The Hidden Hand: Alien Contact and the Government Cover-Up (2013)

I have always been both afraid of, and fascinated by aliens. In the fifth grade, I would lie in bed terrified of impending abductions that never came. During high school I was obsessed with The X-Files, and dreamed of being a real life Fox Mulder. So it is no surprise that as soon as I saw the trailer for The Hidden Hand, I had to see it for myself. Featuring luminaries such as Whitley Streiber, and David Icke, The Hidden Hand is a documentary that really makes you scratch your head. The material on display here, ranging from anal probing to alien-human hybrids, shape shift-reptilians to mysterious implants, defies all logic as we know it. These people have to be crazy, right? The answer is probably not. I am not saying that greys from billions of light-years away, or reptilians from the lower fourth-dimension are among us, but rather that what we see in this film is the ages-old, all-consuming need for some sort of narrative by which the world can be explained. Those who claim to have been abducted by aliens are usually the survivors of some sort of trauma, and the alien abduction is a way to make themselves comfortable with what happened.

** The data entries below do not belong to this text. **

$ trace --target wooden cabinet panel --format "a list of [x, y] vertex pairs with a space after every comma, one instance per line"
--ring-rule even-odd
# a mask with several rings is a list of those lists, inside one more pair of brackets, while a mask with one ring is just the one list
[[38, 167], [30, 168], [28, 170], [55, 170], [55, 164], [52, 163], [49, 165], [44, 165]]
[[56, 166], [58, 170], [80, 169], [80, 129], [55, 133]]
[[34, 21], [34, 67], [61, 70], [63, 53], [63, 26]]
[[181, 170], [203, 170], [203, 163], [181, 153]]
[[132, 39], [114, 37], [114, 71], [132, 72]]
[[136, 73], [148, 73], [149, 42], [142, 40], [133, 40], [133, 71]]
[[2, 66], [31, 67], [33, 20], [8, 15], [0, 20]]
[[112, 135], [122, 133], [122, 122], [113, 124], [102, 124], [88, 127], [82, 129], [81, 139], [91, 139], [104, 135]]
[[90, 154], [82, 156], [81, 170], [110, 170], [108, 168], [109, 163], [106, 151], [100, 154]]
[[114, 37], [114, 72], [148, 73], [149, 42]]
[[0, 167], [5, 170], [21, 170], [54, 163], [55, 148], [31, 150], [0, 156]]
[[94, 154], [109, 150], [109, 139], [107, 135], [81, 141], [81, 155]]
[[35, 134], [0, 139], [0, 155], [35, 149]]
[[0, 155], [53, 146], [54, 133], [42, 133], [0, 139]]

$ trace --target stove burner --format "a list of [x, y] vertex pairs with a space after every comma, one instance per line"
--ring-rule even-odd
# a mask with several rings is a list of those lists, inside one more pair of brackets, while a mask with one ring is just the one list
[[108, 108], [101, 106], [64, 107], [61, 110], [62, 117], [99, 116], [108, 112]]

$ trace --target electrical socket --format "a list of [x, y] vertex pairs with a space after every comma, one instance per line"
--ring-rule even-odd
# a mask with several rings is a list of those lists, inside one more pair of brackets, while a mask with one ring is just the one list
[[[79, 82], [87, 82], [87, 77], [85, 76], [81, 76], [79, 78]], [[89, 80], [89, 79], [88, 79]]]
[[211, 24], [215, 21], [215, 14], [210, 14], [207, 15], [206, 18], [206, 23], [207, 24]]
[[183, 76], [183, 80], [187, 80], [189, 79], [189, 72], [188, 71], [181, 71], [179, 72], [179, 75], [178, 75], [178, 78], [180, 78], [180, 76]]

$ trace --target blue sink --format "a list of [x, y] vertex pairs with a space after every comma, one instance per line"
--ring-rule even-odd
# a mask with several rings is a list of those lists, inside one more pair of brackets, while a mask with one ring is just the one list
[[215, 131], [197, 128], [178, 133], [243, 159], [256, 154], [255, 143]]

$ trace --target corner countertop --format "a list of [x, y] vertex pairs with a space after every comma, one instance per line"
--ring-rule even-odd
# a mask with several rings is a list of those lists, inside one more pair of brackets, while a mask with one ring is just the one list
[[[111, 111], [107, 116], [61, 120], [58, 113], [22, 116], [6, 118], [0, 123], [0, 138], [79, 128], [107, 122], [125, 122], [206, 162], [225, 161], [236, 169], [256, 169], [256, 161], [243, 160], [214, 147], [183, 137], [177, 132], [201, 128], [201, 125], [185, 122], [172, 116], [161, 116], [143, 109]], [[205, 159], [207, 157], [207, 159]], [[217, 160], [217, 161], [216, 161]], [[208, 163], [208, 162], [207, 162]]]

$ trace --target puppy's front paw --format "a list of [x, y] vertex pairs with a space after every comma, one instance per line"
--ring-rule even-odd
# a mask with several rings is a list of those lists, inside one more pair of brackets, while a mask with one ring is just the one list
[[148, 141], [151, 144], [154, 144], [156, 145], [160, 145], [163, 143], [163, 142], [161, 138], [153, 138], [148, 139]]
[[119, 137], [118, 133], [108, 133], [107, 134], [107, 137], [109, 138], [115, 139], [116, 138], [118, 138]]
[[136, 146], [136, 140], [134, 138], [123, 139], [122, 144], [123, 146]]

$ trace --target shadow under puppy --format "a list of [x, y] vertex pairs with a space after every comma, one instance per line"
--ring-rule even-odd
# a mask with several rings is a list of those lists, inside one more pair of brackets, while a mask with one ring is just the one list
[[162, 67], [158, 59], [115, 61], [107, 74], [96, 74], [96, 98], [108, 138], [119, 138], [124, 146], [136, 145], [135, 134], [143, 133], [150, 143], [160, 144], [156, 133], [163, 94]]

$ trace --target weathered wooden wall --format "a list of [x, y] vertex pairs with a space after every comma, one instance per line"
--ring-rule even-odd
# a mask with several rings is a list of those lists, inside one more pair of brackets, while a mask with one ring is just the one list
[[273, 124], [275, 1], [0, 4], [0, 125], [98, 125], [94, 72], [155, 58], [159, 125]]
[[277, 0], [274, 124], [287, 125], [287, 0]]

In a way, director James Carman's all-out acceptance of the wacky-tabbacky things going on in here is indicative of his own need for some grand explanation. Maybe these people are telling the truth, who knows? But I think what is more frightening than the idea of aliens kidnapping people for bizarre experiments, is the idea that we really do not know for sure. So much of the universe remains unknown to us, and some people just cannot accept that. On a purely critical level, The Hidden Hand is rather underwhelming, and serves more as a primer to the UFOlogist neophyte than for those seriously interested in the subject. But it does have a kickass theme song, so there is always that.